Yes, I have had this happen in the past. Probably the only scalable way to get high-quality data about closures is to infer it from traffic data. But as long as OSM doesn’t have a “standard” solution for that (AFAIK), I think we should still consider mapping closures based on available information (notices and surveys) if the benefits exceed the costs.
- Of course, one cost is the contributor’s labor; they can judge that themselves.
- In principle, the churn in the OSM database has some cost: it increases the amount of data that downstream systems have to process and the chance of other mappers getting edit conflicts, and it clutters the element histories viewed by mappers. I think this cost is probably small.
The most interesting cost/benefit analysis is for data consumers that would route over the road in question. If a road is mapped as open when it’s closed, then users will encounter the closure and take a detour; the detour may or may not be much longer than the alternate route they would have taken if they knew about the closure, but the travel time will be longer than predicted. If a road is mapped as closed when it’s open, then users will take an alternate route; the alternate route may or not be much longer than the original route they would have taken if they knew the road was open, but in any case, the accuracy of the travel time is unaffected. To summarize:
| Actual road state |
Route taken if road is mapped as open |
Route taken if road is mapped as closed |
| Open |
Original |
Alternate (“false positive”) |
| Closed |
Detour (inaccurate travel time, “false negative”) |
Alternate |
Thus, the relative costs of a false positive and a false negative depend on the length of the alternate route compared to the original route and the detour:
| Length of alternate route |
Cost of false positive |
Cost of false negative |
| Similar to original |
Low |
High |
| Similar to detour |
High |
Low* |
(* Small difference in travel time compared to if the road were known to be closed. The inaccuracy in the travel time prediction is a separate harm.)
For a given closure, assuming some vague knowledge of people’s travel patterns, one could take a guess of where the average case lies between the “similar to original” and “similar to detour” extremes.
The next question is the likelihood of a false negative versus a false positive under different mapping strategies, given the update schedules of data consumers. Of course, if a closure isn’t mapped at all, there is a false negative for the duration of the closure. Mapping a short-term closure by changing unconditional tags and then reverting them is definitely a net harm to data consumers that update infrequently: the ones that see the change at all will apply it for much longer than the road is actually closed. (And then there is the risk that the contributor loses interest and doesn’t revert the change at the proper time.) My analysis would suggest that mapping a short-term closure by putting a best guess of the time period in access:conditional (which was my proposal in this thread) is a net benefit to data consumers if the probability that the road is closed during the mapped time period exceeds some threshold that depends on the relative costs of false positives and false negatives. Thus, mapping can be a net benefit even if the time period is uncertain. Does that seem right to others?

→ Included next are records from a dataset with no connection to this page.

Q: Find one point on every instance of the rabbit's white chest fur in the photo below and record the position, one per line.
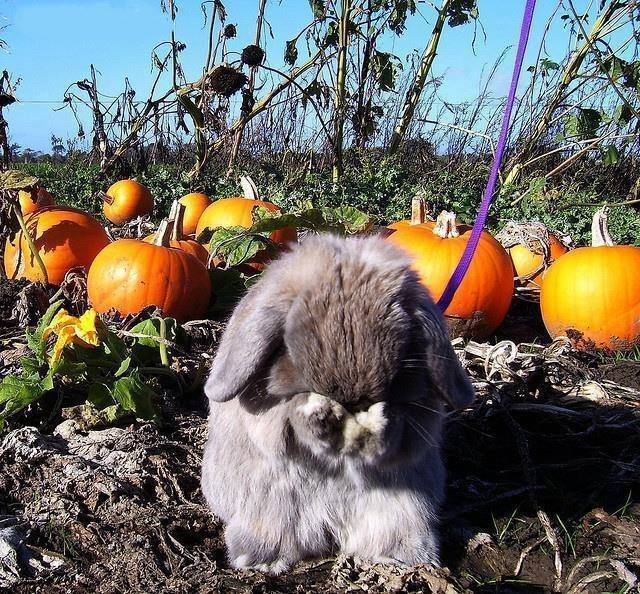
(313, 507)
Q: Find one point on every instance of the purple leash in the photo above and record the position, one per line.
(460, 271)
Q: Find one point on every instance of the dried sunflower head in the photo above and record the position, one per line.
(226, 81)
(252, 55)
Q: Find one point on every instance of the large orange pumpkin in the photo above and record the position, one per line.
(178, 239)
(65, 237)
(33, 200)
(482, 300)
(195, 204)
(238, 212)
(592, 294)
(129, 275)
(125, 200)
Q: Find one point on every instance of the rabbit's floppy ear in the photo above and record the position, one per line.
(448, 378)
(252, 335)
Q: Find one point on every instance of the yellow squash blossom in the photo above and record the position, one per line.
(85, 331)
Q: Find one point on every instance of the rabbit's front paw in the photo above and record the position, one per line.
(274, 567)
(323, 419)
(364, 433)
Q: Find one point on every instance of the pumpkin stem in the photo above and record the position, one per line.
(176, 218)
(446, 226)
(249, 188)
(100, 195)
(418, 211)
(32, 246)
(163, 234)
(599, 228)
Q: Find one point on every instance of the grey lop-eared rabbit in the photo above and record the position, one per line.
(326, 410)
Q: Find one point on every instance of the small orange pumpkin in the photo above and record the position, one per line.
(130, 274)
(65, 237)
(33, 200)
(238, 212)
(195, 204)
(125, 200)
(592, 294)
(178, 240)
(482, 300)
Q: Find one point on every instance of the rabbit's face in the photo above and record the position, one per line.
(345, 339)
(345, 318)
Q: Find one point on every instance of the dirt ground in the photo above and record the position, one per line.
(543, 483)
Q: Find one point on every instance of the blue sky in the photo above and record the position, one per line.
(53, 42)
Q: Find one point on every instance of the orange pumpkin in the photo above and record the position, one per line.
(125, 200)
(238, 212)
(482, 300)
(129, 275)
(178, 240)
(65, 237)
(592, 294)
(33, 200)
(195, 204)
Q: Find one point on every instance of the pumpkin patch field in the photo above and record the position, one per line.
(142, 203)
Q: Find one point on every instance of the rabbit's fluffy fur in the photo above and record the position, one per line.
(326, 410)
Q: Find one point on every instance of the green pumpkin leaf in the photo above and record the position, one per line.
(17, 180)
(235, 245)
(35, 340)
(135, 396)
(16, 393)
(151, 328)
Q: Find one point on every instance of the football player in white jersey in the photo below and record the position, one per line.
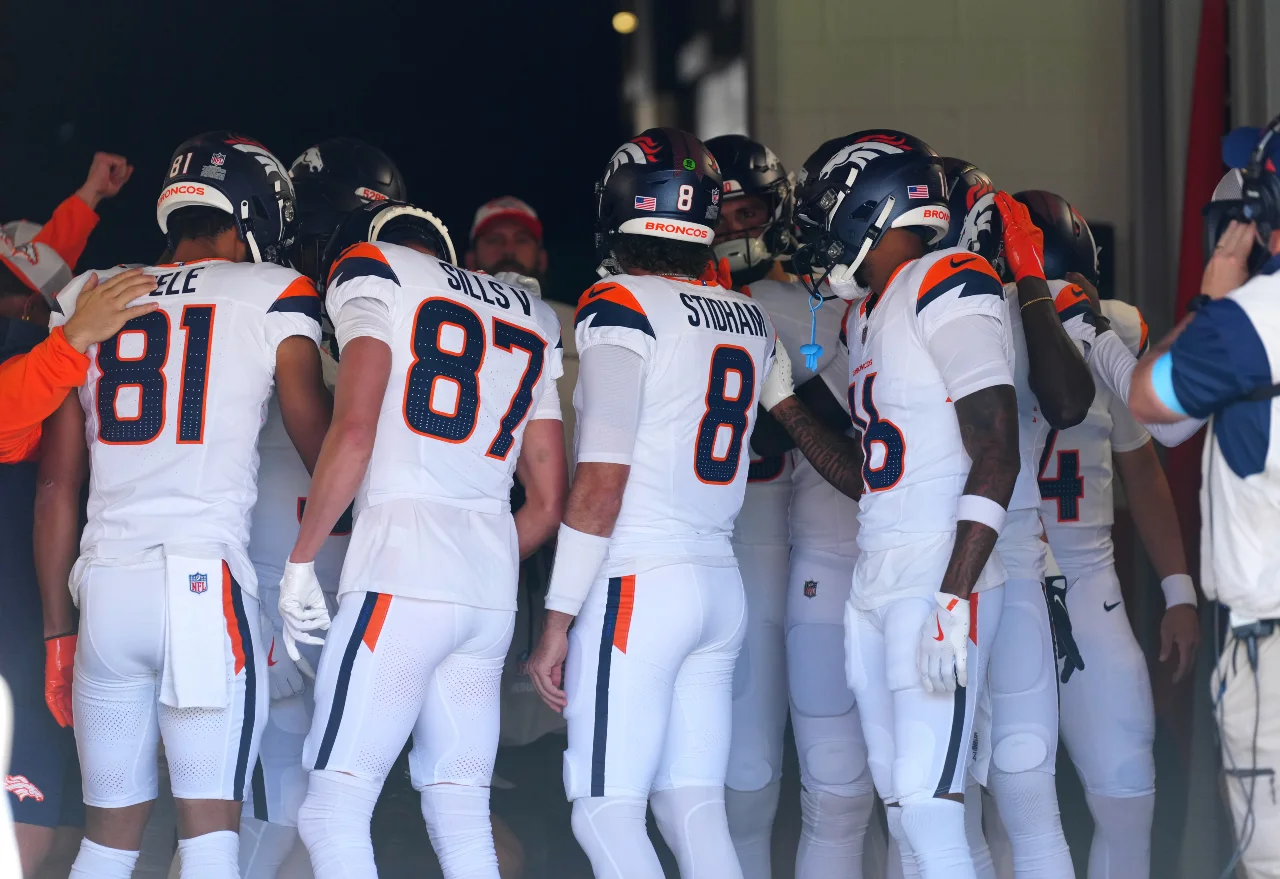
(330, 179)
(752, 234)
(819, 529)
(1051, 323)
(447, 388)
(932, 397)
(1107, 719)
(672, 365)
(170, 415)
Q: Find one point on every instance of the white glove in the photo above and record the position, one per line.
(517, 279)
(841, 282)
(283, 673)
(302, 608)
(777, 384)
(944, 654)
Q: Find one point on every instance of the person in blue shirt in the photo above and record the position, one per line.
(1223, 364)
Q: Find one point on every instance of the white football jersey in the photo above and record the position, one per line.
(707, 351)
(174, 403)
(1075, 472)
(471, 361)
(814, 514)
(766, 504)
(283, 483)
(914, 461)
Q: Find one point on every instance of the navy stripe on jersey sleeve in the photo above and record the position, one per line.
(976, 283)
(612, 314)
(361, 260)
(1216, 362)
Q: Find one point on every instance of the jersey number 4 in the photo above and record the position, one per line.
(461, 333)
(730, 395)
(1068, 489)
(140, 367)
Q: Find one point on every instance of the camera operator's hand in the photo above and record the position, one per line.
(1229, 265)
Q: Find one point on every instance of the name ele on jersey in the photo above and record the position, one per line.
(707, 351)
(1075, 467)
(818, 516)
(472, 360)
(174, 402)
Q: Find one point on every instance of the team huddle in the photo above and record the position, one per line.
(832, 431)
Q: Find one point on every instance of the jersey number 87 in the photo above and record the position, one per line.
(460, 366)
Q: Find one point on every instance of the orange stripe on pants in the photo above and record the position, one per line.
(229, 614)
(626, 604)
(375, 619)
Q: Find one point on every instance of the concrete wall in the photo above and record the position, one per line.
(1036, 92)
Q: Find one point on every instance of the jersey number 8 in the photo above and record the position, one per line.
(460, 365)
(730, 395)
(145, 372)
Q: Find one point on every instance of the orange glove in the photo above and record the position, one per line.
(1024, 242)
(59, 665)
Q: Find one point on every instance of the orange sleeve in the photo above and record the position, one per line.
(32, 387)
(68, 229)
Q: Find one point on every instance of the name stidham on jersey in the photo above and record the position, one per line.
(741, 317)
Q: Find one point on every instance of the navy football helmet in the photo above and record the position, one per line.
(1068, 239)
(976, 224)
(855, 187)
(663, 183)
(749, 168)
(392, 221)
(332, 179)
(240, 175)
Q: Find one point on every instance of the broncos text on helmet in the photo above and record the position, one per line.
(974, 219)
(663, 183)
(392, 221)
(241, 177)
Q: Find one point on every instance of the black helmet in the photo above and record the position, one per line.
(976, 223)
(1068, 239)
(334, 178)
(662, 183)
(855, 187)
(240, 175)
(391, 221)
(749, 168)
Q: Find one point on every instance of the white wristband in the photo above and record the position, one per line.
(1179, 589)
(579, 557)
(976, 508)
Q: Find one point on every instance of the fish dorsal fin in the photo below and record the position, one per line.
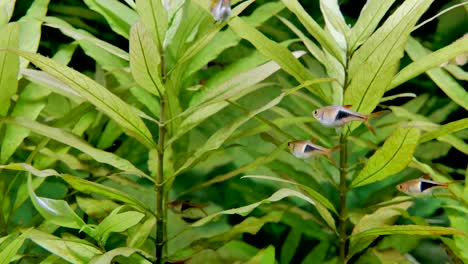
(309, 148)
(425, 185)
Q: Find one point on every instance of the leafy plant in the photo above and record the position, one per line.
(176, 105)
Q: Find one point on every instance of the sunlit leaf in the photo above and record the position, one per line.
(145, 61)
(245, 210)
(450, 86)
(409, 230)
(9, 65)
(55, 211)
(322, 37)
(391, 158)
(76, 142)
(119, 16)
(116, 222)
(368, 20)
(373, 65)
(74, 251)
(98, 95)
(384, 216)
(423, 63)
(121, 251)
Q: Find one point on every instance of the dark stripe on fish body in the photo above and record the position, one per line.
(342, 114)
(427, 185)
(309, 148)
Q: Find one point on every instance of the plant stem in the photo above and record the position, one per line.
(343, 191)
(160, 208)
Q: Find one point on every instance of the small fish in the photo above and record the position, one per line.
(338, 116)
(221, 10)
(304, 149)
(420, 186)
(189, 212)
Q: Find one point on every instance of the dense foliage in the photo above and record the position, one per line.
(147, 132)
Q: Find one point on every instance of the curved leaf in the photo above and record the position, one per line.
(76, 142)
(9, 65)
(424, 63)
(409, 230)
(55, 211)
(96, 94)
(395, 154)
(244, 210)
(145, 60)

Granted, the benefit may be small because it only applies to data consumers that update frequently. And I don’t know how many users are using OSM seriously for routing in the first place. The fact that the detour for the Randolph Road closure in this thread was blocked by a turn restriction in OSM that I believe was removed on the ground in 2022 suggests not many; I just fixed that. I still mainly use Google Maps because it has traffic data and I haven’t sought out an OSM-based solution that does. So my interest in mapping temporary closures in OSM is mainly “just for fun” with a faint hope that it might eventually help the OSM ecosystem develop to a point where people can rely on it more for routing.
Much of the same analysis as for access:conditional would apply to posting closures on the OSM Road Closures service. Notable differences: Some OSM community members might object to the churn of putting temporary closures in the main OSM database, but no such objection could be made for the Road Closures service since that’s its whole purpose. On the other hand, I imagine more users are using routers that already honor access:conditional (e.g., OsmAnd with sufficiently frequent live updates) than the Road Closures service.
If a closure is expected to be short-term but no estimated end date is known, and a contributor is able to survey it frequently, one strategy would be to map the closure for some short time period extending beyond the next planned survey and then extend the period each time the road is resurveyed and found to still be closed. (This reminds me of the trick where Chromium stops enforcing the HSTS preload list 10 weeks after the build time if the browser isn’t updated.) This might be an unacceptable amount of churn for the main OSM database but might be a good strategy for the Road Closures service.
I went ahead and mapped the Randolph Road closure on OSM (since the license is OK and the change is otherwise within the bounds of acceptable practice) and on the Road Closures service. I’ve probably beaten this topic to death now, but it was something I’ve been curious about for a while and it was fun. Thanks to everyone on this thread for humoring me.